Discretization-optimized Bayesian model calibration for nonlinear constitutive modeling in heat conduction
This work addresses the inverse problem of estimating nonlinear constitutive relationships in heat conduction for applications like material science or engineering, but it is incremental as it builds on existing Bayesian and optimization methods.
The authors tackled the problem of inferring nonlinear temperature-dependent thermal conductivity in heat conduction by developing a Bayesian model calibration framework that integrates gradient-based optimization and uncertainty quantification, resulting in accurate calibration with minimal overfitting and limited computational cost as demonstrated on synthetic and experimental data.

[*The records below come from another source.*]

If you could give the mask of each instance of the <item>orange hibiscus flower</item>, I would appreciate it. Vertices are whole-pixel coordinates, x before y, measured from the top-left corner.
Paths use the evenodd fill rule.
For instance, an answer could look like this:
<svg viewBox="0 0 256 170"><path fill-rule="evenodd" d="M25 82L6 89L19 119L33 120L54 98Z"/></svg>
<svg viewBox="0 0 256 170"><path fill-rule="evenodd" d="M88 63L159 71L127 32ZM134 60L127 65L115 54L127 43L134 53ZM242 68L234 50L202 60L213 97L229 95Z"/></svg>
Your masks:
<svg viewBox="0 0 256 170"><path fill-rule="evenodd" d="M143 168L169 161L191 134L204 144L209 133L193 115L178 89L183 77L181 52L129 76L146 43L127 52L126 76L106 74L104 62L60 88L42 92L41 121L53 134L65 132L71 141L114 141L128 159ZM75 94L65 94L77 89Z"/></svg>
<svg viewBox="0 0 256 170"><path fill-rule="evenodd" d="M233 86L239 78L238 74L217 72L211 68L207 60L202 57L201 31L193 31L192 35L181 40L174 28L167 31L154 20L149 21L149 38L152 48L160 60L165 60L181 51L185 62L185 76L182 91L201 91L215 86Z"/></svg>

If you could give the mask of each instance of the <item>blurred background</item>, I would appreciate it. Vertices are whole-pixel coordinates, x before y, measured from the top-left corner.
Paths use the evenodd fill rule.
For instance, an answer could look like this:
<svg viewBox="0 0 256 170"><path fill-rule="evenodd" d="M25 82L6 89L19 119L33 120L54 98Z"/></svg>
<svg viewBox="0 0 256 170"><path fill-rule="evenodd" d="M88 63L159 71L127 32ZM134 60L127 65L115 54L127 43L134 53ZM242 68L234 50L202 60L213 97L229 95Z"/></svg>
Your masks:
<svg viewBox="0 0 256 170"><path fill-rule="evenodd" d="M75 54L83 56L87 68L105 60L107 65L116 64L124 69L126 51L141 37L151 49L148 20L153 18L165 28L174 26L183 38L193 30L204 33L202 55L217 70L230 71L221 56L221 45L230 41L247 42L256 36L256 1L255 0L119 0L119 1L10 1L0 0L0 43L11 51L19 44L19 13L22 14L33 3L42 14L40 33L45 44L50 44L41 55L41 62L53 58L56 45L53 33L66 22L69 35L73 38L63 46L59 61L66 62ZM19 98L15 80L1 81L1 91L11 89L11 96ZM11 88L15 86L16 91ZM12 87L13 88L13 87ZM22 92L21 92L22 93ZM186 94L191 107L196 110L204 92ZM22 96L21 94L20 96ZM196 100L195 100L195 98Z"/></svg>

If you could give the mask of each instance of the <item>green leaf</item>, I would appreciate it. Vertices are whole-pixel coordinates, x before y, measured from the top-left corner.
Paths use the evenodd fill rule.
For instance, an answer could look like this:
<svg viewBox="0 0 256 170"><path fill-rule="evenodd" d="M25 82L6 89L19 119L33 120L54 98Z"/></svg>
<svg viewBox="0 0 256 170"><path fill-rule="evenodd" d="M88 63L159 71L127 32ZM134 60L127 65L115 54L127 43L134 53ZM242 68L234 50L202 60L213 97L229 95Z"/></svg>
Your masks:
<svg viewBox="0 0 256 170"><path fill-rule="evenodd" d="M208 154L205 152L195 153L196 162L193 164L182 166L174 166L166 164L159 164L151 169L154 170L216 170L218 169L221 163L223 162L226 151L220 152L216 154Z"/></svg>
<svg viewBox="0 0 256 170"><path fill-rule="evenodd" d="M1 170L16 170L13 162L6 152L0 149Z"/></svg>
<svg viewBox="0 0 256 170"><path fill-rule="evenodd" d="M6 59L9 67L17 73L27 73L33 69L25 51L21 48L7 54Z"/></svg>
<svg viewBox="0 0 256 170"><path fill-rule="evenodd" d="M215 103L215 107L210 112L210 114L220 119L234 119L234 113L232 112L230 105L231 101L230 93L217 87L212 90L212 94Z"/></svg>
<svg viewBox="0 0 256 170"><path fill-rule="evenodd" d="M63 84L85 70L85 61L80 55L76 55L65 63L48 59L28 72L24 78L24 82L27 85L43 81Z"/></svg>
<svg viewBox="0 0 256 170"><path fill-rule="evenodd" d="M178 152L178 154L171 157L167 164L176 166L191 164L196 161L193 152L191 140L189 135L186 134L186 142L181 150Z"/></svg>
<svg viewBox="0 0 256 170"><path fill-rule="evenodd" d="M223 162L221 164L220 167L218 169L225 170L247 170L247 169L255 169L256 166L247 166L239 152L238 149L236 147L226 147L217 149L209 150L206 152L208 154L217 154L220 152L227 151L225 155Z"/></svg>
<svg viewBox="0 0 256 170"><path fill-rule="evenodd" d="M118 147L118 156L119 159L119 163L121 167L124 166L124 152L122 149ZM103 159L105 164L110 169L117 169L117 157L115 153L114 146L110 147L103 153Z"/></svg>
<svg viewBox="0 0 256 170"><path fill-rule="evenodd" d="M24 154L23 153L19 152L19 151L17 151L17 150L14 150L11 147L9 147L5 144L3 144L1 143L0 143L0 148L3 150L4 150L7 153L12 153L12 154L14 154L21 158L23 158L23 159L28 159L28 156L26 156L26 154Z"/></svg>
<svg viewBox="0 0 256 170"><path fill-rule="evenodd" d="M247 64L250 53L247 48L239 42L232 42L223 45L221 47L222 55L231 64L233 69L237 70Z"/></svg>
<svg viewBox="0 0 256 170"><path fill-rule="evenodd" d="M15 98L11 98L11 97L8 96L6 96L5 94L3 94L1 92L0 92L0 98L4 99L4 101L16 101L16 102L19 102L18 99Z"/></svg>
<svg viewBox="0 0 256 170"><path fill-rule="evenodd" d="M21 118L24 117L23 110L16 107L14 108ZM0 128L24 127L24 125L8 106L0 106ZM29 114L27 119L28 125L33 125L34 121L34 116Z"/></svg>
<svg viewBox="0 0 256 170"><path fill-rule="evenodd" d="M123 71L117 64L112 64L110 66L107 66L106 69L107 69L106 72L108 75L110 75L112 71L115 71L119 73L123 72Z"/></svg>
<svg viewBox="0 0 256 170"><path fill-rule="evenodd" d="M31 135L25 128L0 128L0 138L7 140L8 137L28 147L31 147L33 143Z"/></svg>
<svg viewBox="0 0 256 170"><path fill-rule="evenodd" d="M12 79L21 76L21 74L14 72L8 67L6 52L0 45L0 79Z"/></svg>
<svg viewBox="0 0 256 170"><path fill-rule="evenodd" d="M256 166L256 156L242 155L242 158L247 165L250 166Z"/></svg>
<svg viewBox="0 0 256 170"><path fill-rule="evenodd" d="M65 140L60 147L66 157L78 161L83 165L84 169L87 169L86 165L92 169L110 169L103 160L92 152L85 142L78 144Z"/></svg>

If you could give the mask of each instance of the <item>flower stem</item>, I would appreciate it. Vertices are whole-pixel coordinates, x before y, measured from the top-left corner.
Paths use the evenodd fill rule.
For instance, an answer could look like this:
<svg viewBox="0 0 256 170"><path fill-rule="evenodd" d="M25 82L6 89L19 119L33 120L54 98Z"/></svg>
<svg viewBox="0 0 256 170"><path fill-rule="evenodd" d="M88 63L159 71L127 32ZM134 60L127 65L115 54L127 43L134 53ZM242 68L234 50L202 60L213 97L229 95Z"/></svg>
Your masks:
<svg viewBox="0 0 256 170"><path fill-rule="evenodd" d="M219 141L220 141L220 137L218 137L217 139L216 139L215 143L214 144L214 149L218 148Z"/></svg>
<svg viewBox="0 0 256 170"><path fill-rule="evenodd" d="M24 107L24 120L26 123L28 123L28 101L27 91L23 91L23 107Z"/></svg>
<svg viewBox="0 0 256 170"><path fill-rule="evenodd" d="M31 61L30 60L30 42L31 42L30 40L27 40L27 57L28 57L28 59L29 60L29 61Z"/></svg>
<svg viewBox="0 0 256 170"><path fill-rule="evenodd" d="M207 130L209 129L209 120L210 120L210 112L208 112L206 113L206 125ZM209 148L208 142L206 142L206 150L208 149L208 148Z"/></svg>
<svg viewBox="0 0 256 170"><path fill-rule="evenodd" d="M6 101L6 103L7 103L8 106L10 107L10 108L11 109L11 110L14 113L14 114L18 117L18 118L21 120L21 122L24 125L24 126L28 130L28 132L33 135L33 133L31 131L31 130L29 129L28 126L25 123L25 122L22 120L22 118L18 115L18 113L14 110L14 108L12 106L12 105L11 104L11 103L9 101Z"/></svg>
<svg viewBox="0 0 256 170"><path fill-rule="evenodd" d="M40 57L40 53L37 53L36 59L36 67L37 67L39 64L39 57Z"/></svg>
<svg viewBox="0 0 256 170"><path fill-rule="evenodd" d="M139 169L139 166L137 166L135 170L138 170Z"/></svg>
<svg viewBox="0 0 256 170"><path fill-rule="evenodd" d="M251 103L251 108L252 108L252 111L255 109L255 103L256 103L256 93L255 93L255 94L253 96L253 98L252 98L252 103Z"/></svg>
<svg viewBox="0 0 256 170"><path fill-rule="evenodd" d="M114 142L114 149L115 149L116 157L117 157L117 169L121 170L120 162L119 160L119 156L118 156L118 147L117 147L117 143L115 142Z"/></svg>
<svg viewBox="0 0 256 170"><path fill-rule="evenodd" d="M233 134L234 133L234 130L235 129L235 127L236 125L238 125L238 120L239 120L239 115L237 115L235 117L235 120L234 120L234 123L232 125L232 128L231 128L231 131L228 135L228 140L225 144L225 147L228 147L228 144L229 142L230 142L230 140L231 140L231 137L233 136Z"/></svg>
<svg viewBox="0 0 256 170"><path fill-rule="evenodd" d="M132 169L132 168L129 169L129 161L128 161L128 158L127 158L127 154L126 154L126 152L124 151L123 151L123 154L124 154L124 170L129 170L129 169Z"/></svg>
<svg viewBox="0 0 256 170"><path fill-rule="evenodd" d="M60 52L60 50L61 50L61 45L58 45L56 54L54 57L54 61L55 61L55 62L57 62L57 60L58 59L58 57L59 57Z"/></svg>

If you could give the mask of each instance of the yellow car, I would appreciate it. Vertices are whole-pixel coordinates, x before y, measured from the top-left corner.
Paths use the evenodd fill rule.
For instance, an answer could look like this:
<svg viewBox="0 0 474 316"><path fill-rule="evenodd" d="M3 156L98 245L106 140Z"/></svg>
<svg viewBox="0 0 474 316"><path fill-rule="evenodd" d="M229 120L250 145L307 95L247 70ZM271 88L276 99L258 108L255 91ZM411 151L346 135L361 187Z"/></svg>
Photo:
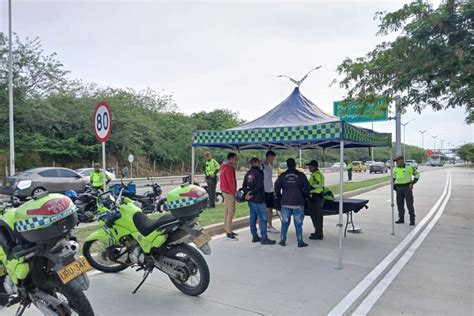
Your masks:
<svg viewBox="0 0 474 316"><path fill-rule="evenodd" d="M362 161L353 161L352 162L352 171L354 172L367 172L367 166L362 163Z"/></svg>
<svg viewBox="0 0 474 316"><path fill-rule="evenodd" d="M277 170L278 175L282 174L286 170L288 170L288 166L286 165L286 162L280 162L280 164L278 165L278 170ZM304 169L296 168L296 170L304 173Z"/></svg>

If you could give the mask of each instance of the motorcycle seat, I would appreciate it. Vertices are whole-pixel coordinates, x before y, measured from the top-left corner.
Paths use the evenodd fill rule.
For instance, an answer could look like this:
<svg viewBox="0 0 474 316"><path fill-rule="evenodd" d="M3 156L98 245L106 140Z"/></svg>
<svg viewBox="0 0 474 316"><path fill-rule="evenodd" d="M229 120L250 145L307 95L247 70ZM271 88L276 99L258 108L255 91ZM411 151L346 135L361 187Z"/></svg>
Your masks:
<svg viewBox="0 0 474 316"><path fill-rule="evenodd" d="M163 215L158 219L150 219L142 212L137 212L133 215L133 223L143 236L147 236L156 230L165 228L173 222L176 222L177 224L178 219L171 214Z"/></svg>

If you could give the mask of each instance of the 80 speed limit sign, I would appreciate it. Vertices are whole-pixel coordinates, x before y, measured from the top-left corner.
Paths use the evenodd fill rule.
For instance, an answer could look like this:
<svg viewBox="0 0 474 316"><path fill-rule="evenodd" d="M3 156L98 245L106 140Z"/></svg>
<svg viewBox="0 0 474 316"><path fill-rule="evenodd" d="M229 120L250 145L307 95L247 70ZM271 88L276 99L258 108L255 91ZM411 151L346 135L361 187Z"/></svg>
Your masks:
<svg viewBox="0 0 474 316"><path fill-rule="evenodd" d="M101 143L105 142L112 132L112 109L101 101L97 104L93 117L94 134Z"/></svg>

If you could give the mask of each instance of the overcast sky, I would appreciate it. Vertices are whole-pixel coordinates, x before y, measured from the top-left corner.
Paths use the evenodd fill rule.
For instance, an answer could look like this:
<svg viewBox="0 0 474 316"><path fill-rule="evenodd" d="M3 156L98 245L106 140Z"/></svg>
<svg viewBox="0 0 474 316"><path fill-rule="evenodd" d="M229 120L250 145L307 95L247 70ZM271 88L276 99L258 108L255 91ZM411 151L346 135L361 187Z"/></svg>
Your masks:
<svg viewBox="0 0 474 316"><path fill-rule="evenodd" d="M278 74L299 79L318 65L322 68L301 91L332 113L333 101L345 95L330 86L337 65L384 40L375 36L376 11L407 1L13 2L14 32L38 36L46 52L57 52L71 78L165 90L182 112L225 107L252 120L293 90ZM7 0L1 0L1 10L1 31L7 32ZM456 145L472 142L474 129L464 116L464 109L410 111L403 121L415 121L406 127L406 141L421 146L413 129L431 128L425 147L433 146L428 134ZM394 133L394 123L377 122L374 129Z"/></svg>

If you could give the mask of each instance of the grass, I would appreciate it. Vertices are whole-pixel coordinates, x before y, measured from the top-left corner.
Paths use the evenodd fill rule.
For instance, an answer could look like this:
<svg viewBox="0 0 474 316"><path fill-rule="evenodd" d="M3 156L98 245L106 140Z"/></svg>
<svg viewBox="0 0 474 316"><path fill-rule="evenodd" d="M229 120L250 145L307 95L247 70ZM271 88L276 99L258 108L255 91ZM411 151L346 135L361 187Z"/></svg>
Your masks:
<svg viewBox="0 0 474 316"><path fill-rule="evenodd" d="M344 192L354 191L362 188L366 188L372 185L376 185L382 182L386 182L390 179L389 176L381 177L376 179L358 181L358 182L344 182ZM329 189L334 195L339 193L339 185L331 185ZM241 218L249 215L249 209L247 203L237 203L234 218ZM162 213L155 213L150 215L150 218L157 219L162 216ZM199 223L202 226L208 226L212 224L222 223L224 220L224 204L218 204L216 208L206 209L199 216ZM86 237L93 231L99 229L98 225L91 225L87 227L78 227L74 235L80 244L86 239Z"/></svg>

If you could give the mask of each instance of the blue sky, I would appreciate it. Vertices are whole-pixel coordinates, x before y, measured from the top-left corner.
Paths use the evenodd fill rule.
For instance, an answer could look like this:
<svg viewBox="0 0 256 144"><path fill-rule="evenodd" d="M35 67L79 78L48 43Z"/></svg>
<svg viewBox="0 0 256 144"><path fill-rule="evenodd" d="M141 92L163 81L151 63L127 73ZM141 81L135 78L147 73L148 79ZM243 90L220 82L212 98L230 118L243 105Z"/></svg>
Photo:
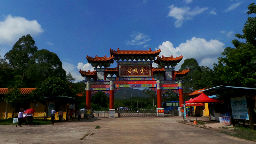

We present a Bayesian model calibration framework for inferring nonlinear constitutive relationships in heat conduction problems, with a focus on temperature-dependent thermal conductivity. The proposed framework integrates gradient-based optimization and uncertainty quantification (UQ) to address the inverse problem of estimating the conductivity function from transient temperature measurements. A key contribution is an adaptive algorithm that sequentially refines both the numerical discretization for model simulation, and the model complexity used to represent the conductivity curve. The discretization is optimized through the minimization of a loss function, and Morozov's discrepancy principle is used as an uncertainty-motivated stopping criterion. The model complexity is selected using an approach that balances maximizing the likelihood of the data with penalizing excessive model complexity. As a result, the numerical and modeling biases remain of the same order as the uncertainty imposed by the measurement noise, leading to robust and computationally efficient inference. The methodology is demonstrated on both synthetic and experimental data, showing that it enables accurate calibration of nonlinear constitutive models with minimal overfitting and limited computational cost.